The nation had a chance to retire a tried and failed administration, but did not. Two elderly northerners with huge baggages squared up in 2019.The votes gave Buhari a second term, and an invaluable opportunity to make amends, particularly for northern voters who made the difference with numbers and faith that more time was needed to realize the Buhari magic. The votes were right, the voters were wrong. Everything that was wrong in his first term got worse in his second term. The voices against the failure to stem new threats to citizens, in addition to the survival and even resurgence of Boko Haram, a crumbling economy and a leadership run by people you can count on one hand gave the impression of a leadership that had no plans or intention to change its style or substance. You got the distinct impression that President Buhari  was deeply averse to change of any type, a betrayal of the widespread  belief that the promise to affect positive change in the lives of citizens and the fortunes of a nation fighting on many fronts was singularly responsible for his two victories.

Things only get worse when leadership  does  little or nothing to address serious problems , or locks itself up and governs with tired statements from hired hands. And they did. The nation’s security challenges grew. A pandemic wrought havoc on an economy that was hanging precariously on export of crude oil whose prices collapsed. One or two key players in a severely limited administration died. Bandits, kidnappers, robbers, sundry criminals in urban centers and insurgents took up more space in the lives of citizens. Elderly Nigerians raised voices against each other and began to issue dire threats on the future of the nation unless major changes in its structure are not affected. Groups and regions drifted apart, the young vented its frustrations through social media in such unrestrained manner that saner Nigerians would switch off the possibility of a future of the nation with this generation.

Now I resume at a very sad moment in the life of a country I took a break to help fix. I always had an identity, but now my identity is more pronounced.
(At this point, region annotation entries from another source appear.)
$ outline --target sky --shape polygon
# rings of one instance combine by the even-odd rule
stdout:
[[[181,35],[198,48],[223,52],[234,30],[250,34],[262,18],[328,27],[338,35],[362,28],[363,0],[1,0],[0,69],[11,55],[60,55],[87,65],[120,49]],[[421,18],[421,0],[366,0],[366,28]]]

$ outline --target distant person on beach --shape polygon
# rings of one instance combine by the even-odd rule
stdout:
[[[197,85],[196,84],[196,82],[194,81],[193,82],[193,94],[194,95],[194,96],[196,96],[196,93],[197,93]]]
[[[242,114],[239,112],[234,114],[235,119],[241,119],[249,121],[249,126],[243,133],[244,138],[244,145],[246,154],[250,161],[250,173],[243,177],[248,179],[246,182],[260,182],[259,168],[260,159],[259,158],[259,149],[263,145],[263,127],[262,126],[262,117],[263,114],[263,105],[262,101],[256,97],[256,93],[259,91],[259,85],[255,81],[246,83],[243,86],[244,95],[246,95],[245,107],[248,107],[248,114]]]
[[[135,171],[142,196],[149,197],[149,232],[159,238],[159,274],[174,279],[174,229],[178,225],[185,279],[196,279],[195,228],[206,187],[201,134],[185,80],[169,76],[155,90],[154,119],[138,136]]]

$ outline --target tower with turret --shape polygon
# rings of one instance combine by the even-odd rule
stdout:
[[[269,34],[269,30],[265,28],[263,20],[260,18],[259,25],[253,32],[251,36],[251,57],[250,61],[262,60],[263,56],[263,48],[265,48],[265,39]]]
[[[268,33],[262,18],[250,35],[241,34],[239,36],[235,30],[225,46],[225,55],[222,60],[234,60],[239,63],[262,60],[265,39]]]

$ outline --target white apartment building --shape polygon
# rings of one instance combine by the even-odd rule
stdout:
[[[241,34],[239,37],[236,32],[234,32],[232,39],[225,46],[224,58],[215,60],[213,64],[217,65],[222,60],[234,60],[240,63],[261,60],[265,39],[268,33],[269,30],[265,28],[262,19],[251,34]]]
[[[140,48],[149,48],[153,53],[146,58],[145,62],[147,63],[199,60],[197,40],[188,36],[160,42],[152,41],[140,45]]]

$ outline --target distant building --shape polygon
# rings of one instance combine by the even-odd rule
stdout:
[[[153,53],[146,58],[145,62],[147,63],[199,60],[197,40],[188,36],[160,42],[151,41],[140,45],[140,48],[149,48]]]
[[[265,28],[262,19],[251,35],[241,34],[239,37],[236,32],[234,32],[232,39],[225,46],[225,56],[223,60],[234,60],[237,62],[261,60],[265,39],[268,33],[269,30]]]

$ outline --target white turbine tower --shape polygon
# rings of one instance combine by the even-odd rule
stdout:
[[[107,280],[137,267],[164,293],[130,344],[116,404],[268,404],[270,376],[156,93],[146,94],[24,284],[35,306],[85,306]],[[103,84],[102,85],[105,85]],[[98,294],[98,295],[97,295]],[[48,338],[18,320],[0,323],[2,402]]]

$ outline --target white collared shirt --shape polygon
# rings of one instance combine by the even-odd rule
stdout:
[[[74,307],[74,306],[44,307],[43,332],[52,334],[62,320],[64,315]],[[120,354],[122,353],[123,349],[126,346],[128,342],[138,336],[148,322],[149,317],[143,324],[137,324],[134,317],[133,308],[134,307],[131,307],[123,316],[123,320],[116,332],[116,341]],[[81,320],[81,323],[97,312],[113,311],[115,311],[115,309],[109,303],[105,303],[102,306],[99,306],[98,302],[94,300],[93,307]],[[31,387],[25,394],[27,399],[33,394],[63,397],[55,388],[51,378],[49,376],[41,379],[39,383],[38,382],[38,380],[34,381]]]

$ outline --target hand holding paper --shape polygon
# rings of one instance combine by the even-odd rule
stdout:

My name alone determines responses to what I write.I am also more sensitive to the vulnerability of my identity, my region and a nation I still have strong faith in. I am active in geo-politics, the type that allows you to work with elders from all parts of Nigeria today, and quarrel like perfect strangers tomorrow. I am part of an emerging consensus that it is dangerous to assume the survival of our nation only on the say-so of a few people in leadership positions who cannot say anything else to citizens operating under major stresses that make softer options attractive. I am part of many initiatives to re-visit our foundations as a nation; lower the hostility against each other; re-invent dialogue and negotiation as political tools and improve elite cohesion and popular support for serious changes in the manner the nation is structured, governed and secured. I find myself in the midst of a raging debate on what is the right approach to amending the constitution; which part of the country should “produce” the next President;  if there will be an election in 2023 if the nation does not restructure, and other weighty issues.

      Now that I am back, I hope to share these with you.